Jo, wieso komm ich da nicht selbst drauf?

*(-1) - Ich hab nie richtig Lust auf Mathe gehabt...


----------



## derGugi (18. November 2003)

Wann funktionierts nicht? Ist ja eigentlich dasselbe. Aber ich muss zugeben, ich machs normalerweise auch mit -1*zahl, weiss aber nicht warum *g*


----------



## tuxracer (18. November 2003)

was passiert,wenn Du ne Zahl die neg ist mit der gleichen Zahl die ja auch neg ist abziehst?


Das Ergebnis ist NULL


und nicht wie eigentlich gewünscht aus negativ mach positiv


----------



## derGugi (18. November 2003)

:=) ich zieh gar nichts von der anderen Zahl ab. Ich schreib nur ein Minus vor die Zahl.
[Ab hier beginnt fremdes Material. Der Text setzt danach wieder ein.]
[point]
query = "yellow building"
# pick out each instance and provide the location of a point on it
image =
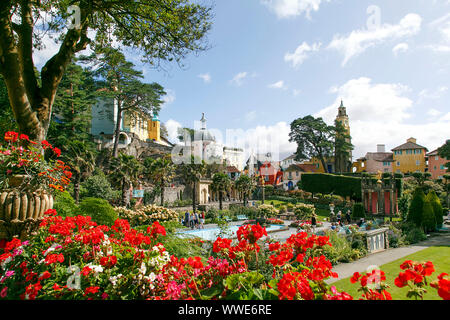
(359, 165)
(409, 157)
(320, 169)
(154, 129)
(136, 123)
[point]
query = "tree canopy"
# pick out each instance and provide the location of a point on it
(166, 30)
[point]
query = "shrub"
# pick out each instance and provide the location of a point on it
(416, 207)
(358, 211)
(413, 234)
(65, 205)
(437, 207)
(267, 210)
(304, 211)
(99, 210)
(428, 218)
(98, 186)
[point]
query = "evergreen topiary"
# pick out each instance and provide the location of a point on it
(437, 207)
(358, 211)
(99, 210)
(428, 218)
(65, 205)
(415, 211)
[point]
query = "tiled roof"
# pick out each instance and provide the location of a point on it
(380, 156)
(409, 145)
(232, 169)
(302, 167)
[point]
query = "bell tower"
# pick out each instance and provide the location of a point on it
(343, 158)
(154, 129)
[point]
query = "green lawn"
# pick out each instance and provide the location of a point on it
(440, 256)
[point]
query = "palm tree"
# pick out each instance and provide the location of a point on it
(192, 173)
(160, 171)
(245, 184)
(125, 171)
(221, 183)
(82, 162)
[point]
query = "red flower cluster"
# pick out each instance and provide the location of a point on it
(156, 229)
(414, 271)
(442, 284)
(372, 284)
(251, 233)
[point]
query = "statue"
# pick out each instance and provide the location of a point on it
(379, 176)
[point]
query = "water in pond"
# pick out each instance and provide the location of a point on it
(212, 233)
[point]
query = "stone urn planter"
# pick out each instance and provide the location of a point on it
(22, 209)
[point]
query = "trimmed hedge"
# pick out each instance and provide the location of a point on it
(327, 183)
(344, 186)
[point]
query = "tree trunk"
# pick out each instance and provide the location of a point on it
(117, 133)
(125, 190)
(76, 188)
(162, 195)
(193, 198)
(31, 103)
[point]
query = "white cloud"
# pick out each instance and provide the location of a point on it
(301, 53)
(251, 115)
(359, 41)
(206, 77)
(168, 98)
(238, 79)
(278, 85)
(263, 139)
(172, 127)
(434, 113)
(401, 47)
(442, 26)
(378, 114)
(292, 8)
(427, 94)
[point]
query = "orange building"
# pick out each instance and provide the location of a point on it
(409, 157)
(436, 165)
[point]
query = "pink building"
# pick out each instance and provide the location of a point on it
(378, 161)
(436, 165)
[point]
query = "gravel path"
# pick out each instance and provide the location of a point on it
(346, 270)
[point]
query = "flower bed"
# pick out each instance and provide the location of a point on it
(74, 258)
(146, 214)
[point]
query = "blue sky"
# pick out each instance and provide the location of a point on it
(272, 61)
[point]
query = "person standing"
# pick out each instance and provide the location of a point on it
(348, 216)
(314, 221)
(202, 219)
(196, 220)
(186, 219)
(339, 218)
(192, 221)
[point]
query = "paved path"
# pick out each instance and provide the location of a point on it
(346, 270)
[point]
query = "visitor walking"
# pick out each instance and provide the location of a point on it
(314, 222)
(186, 219)
(202, 219)
(348, 216)
(192, 221)
(339, 218)
(196, 220)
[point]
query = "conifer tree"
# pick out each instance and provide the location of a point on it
(415, 212)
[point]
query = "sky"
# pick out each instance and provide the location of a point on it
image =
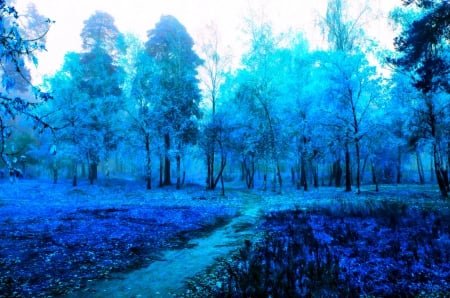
(139, 16)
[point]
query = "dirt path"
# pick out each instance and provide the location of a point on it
(166, 277)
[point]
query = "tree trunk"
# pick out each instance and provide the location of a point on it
(439, 171)
(167, 179)
(399, 165)
(293, 176)
(93, 172)
(208, 171)
(374, 176)
(316, 176)
(178, 159)
(212, 182)
(358, 168)
(148, 165)
(55, 171)
(161, 170)
(280, 179)
(348, 178)
(75, 174)
(303, 174)
(249, 167)
(420, 168)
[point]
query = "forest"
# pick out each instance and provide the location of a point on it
(355, 129)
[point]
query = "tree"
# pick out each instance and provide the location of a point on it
(171, 47)
(258, 95)
(15, 48)
(353, 92)
(90, 95)
(143, 101)
(343, 30)
(213, 73)
(66, 114)
(423, 48)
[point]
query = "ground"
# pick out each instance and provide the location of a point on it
(117, 239)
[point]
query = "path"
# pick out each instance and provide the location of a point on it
(166, 277)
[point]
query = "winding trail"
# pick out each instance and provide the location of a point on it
(166, 277)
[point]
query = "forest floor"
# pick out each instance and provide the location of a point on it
(118, 240)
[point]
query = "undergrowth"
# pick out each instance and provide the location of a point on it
(385, 248)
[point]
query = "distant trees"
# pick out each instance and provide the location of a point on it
(88, 91)
(284, 110)
(18, 98)
(213, 74)
(423, 48)
(171, 47)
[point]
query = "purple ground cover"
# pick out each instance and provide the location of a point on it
(56, 238)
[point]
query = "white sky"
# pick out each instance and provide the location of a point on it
(139, 16)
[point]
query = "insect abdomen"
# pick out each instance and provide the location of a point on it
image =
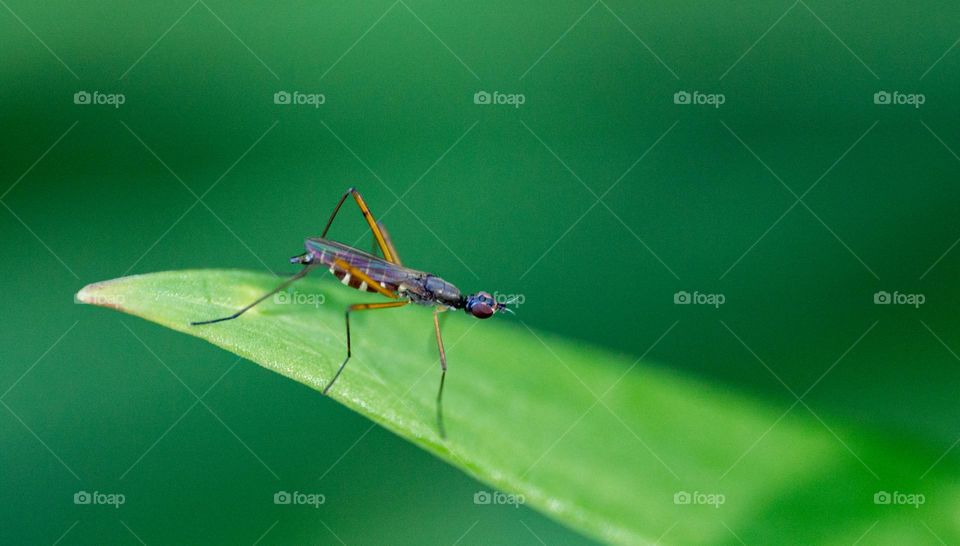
(354, 282)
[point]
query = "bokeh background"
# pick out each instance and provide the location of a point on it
(598, 198)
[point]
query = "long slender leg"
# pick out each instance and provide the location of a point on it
(443, 372)
(283, 285)
(386, 238)
(368, 216)
(354, 272)
(360, 307)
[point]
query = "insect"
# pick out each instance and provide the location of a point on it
(385, 276)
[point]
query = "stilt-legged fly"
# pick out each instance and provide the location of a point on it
(386, 276)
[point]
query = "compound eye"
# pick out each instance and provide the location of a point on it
(481, 310)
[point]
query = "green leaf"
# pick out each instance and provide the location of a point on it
(596, 440)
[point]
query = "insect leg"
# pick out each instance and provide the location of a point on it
(283, 285)
(443, 372)
(360, 307)
(368, 216)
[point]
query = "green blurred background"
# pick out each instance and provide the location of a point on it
(500, 198)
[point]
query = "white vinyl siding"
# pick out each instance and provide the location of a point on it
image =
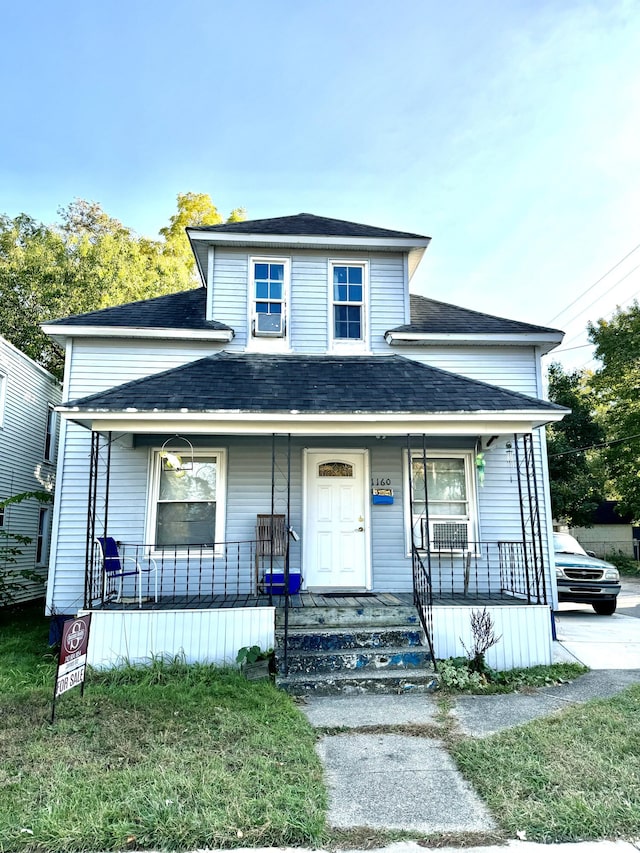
(29, 391)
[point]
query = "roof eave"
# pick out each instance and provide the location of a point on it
(357, 423)
(60, 333)
(309, 241)
(546, 341)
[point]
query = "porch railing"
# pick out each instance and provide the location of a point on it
(423, 598)
(195, 573)
(488, 570)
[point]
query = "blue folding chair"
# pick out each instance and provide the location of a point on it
(119, 567)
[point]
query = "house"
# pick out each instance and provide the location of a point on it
(28, 449)
(277, 422)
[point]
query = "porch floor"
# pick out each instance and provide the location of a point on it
(307, 599)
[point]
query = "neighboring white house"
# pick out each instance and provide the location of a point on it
(609, 533)
(301, 382)
(28, 450)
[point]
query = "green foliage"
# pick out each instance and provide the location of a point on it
(193, 209)
(616, 384)
(87, 261)
(456, 675)
(577, 480)
(12, 581)
(252, 654)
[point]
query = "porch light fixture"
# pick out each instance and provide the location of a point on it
(172, 459)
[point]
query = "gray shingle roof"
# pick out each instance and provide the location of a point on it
(227, 382)
(431, 316)
(306, 224)
(184, 310)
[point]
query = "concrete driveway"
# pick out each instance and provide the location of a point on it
(602, 642)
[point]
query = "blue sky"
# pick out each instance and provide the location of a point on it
(507, 131)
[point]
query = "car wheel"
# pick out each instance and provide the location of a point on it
(605, 608)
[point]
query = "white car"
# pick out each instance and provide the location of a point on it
(584, 579)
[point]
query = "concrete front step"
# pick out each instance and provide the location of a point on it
(355, 660)
(396, 681)
(331, 639)
(335, 617)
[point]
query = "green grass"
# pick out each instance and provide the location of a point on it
(169, 757)
(571, 777)
(455, 676)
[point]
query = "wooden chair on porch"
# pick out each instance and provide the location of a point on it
(117, 567)
(271, 541)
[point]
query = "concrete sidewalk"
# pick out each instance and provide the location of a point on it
(508, 847)
(393, 779)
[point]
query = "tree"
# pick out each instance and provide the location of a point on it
(617, 385)
(577, 479)
(86, 261)
(193, 209)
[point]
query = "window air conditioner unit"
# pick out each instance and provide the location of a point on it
(269, 325)
(446, 535)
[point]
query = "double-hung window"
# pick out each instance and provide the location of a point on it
(188, 503)
(269, 281)
(348, 291)
(449, 497)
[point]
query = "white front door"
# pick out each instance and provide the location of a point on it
(336, 531)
Und da die Zahl negativ ist, steht dann --blubb --> +blubb.


----------



## tuxracer (27. März 2004)

@derGugi

Den Code Würd ich gern sehen, wo Du vor ne Negative noch ein Negatives Vorzeichen hängst, und dann ist es positiv

stell den doch mal ins Forum, oder sende das Teil per PN an mich, das kann ich mir weder vorstellen, noch glaub ich echt dran, dass das geht.


----------



## derGugi (27. März 2004)

hier: 

[gugi@gugi gugi]$ test=-2
[gugi@gugi gugi]$ test=$[-$test]
[gugi@gugi gugi]$ echo $test
2
[gugi@gugi gugi]$ test=$[-$test]
[gugi@gugi gugi]$ echo $test
-2

ist halt kein VB aber das Prinzip das gleiche.


----------



## Martinsi (29. März 2004)

Man  könnte das ganze auch ohne Überprüfung ob die Zahl<0 ist lösen.
Einfach die zahl quadrieren und dann die wurzel ziehen.
 Aber ich glaube das wird bei abs() eh gemacht oder ?


----------



## aquasonic (29. März 2004)

*-1 ist die beste Lösung, da wird nämlich positiv zu negativ und negativ zu positiv!


----------



## MAN (2. April 2004)

Wie wäre es ganz einfach mit


```
Zahl = -Zahl
```

?


mfG

MAN


----------



## tuxracer (2. April 2004)

@DerGugi

Ist mir nun klar, weshalb Du auch Methode *(-1) verwendest.
Funktioniert zwar, aber ist mehr Code, und nicht wirklich sauber.

@MAN

Deins ist eigentlich nix anderes als *(-1), einfach nicht sauber deklariert, damit es auch jeder sieht, wird das eben so geschrieben *(-1), dann sieht jeder was gemeint ist.


----------



## derGugi (2. April 2004)

gott das Thema ist ja wohl langsam ausgelutscht hoch 3!  
@Man: Kannst du lesen? Um das ging es die ganze Zeit Ich hab behauptet es geht und tux wollte es nicht glauben. 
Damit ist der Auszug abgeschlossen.